The completed shipping totes are next conveyed to a
sequencing AS/RS on the first floor. This system has two
aisles, with the capacity to hold 1,280 totes until they are ready
to ship. At that time, they are released from the buffer in the
proper sequence to match the delivery routes of shipment
centers downstream, passing through a robotic system that
automatically places the totes onto wheeled trolleys. SKUs
picked as full cases that can ship in their original cartons are
loaded onto separate trolleys. The trolleys are then wheeled
onto trucks in the sequence determined by load planning
software. Some trucks will head directly to customers, while
others first go to a logistics consolidation center to be broken
down by delivery route.
MORE PRODUCTIVE WITH LESS LABOR
The automation design at Toho Holdings has met its goals.
The machines, along with the 130 associates working alongside them, are able to process 200,000 pieces a day with
near-perfect accuracy. That amounts to about 30 billion
Japanese yen worth of product monthly, or about US$300
million at current exchange rates.
The automation has also markedly increased productivity.
TBC Saitama is 77 percent more productive than the company’s other logistics facilities, while using only half the amount
of labor, according to Toho’s executives.

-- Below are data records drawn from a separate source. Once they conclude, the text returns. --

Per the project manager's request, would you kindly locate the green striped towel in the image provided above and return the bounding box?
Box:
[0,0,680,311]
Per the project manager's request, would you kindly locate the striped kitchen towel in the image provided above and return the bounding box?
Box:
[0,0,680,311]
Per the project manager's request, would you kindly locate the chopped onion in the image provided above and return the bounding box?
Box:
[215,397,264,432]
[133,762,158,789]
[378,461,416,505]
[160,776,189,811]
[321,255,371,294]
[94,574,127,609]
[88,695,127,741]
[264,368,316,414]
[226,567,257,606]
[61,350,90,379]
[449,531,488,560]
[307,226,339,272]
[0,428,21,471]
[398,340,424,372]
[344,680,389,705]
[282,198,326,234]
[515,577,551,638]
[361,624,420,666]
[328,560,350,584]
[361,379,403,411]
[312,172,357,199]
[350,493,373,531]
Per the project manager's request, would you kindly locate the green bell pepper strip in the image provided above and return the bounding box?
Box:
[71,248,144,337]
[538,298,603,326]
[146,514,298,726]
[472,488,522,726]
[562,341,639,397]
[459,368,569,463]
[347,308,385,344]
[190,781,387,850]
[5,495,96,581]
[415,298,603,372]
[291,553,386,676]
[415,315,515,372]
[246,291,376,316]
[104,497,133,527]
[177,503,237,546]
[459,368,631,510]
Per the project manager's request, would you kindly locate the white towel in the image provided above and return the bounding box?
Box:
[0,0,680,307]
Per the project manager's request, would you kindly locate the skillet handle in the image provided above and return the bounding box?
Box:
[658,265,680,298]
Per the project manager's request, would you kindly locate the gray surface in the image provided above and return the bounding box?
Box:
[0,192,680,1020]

But, of course, the main reason for the automation always
comes back to the quality of processing. “We want to make
sure that products going to patients are always accurate. That
is why we pursued automation. We always want to improve
our quality,” Morikubo says.
The design has been so successful that it will be replicated
for other DCs Toho will build in the future. A new facility in
Hiroshima is slated to open next year using most of the same
designs, with tweaks to improve upon TBC Saitama’s capabilities. In the next distribution facility, Morikubo says, Toho is
aiming to automate about 90 percent of its handling.
—Senior Editor Toby Gooley contributed to this article.